Teresa Quinn will be the new assistant principal at Dawes Elementary School.

They all start their new positions on July 1.

Watson has 12 years of teaching experience and has served as an assistant principal for two International Baccalaureate schools, Prosser Career Academy and the Ogden International School of Chicago. Most recently she led Westchester Elementary School as part of City Schools of Decatur in Decatur, Georgia. She holds a doctorate in educational policy, organization and leadership from the University of Illinois at Urbana-Champaign and was a Bill & Melinda Gates Millennium Scholar.

Cardenas-Lopez has over 20 years of experience as an educator and previously served as District 65’s director of literacy and worked to improve the core instruction and educational outcomes of Black and Hispanic students. She has a doctorate and a master’s degree from Chicago State University and a school administration and leadership degree from National Louis University.

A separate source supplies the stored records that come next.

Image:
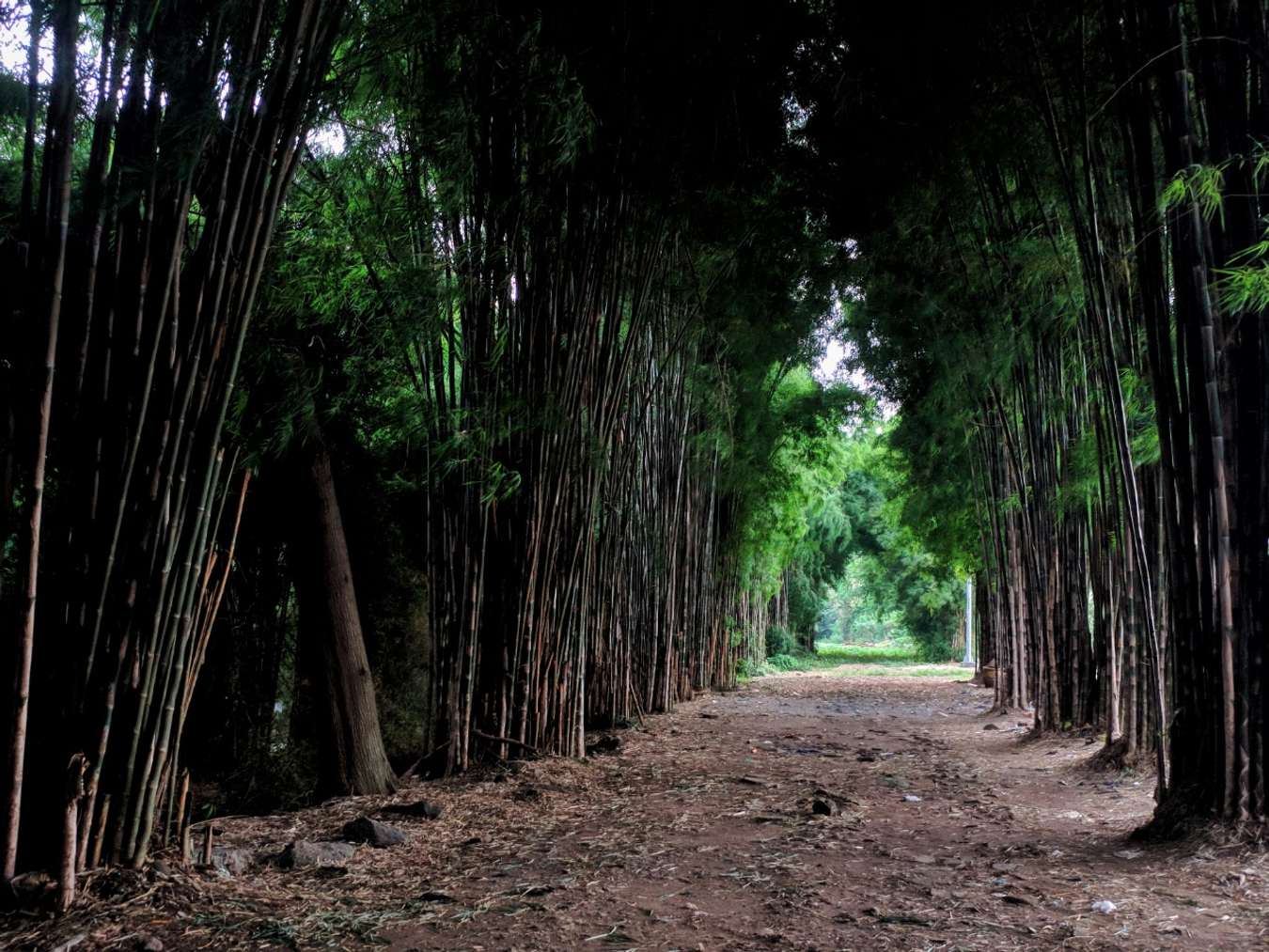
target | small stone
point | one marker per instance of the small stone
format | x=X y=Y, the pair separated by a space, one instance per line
x=363 y=829
x=825 y=807
x=302 y=854
x=231 y=860
x=606 y=744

McCoy has 11 years of experience as an educator, serving as a principal for both East Elementary School and West Elementary School in District 6 in Zion, Illinois. She holds master’s degrees in secondary education from Loyola University Chicago and in educational leadership from the American College of Education.

Quinn is currently dean of culture and climate in the district’s elementary schools. She has a background in social work, racial equity, special education, and leadership, with an emphasis on restorative justice practices and social emotional support.

District 65 Superintendent Devon Horton said the new leaders “are truly an inspiring group of individuals and I am grateful that they are joining our District 65 community.”

He said they have in common “a commitment to racial and educational equity and honoring and building upon the unique strengths of every student.”

Horton says opportunities are being planned for the new leaders to meet with members of their new school communities.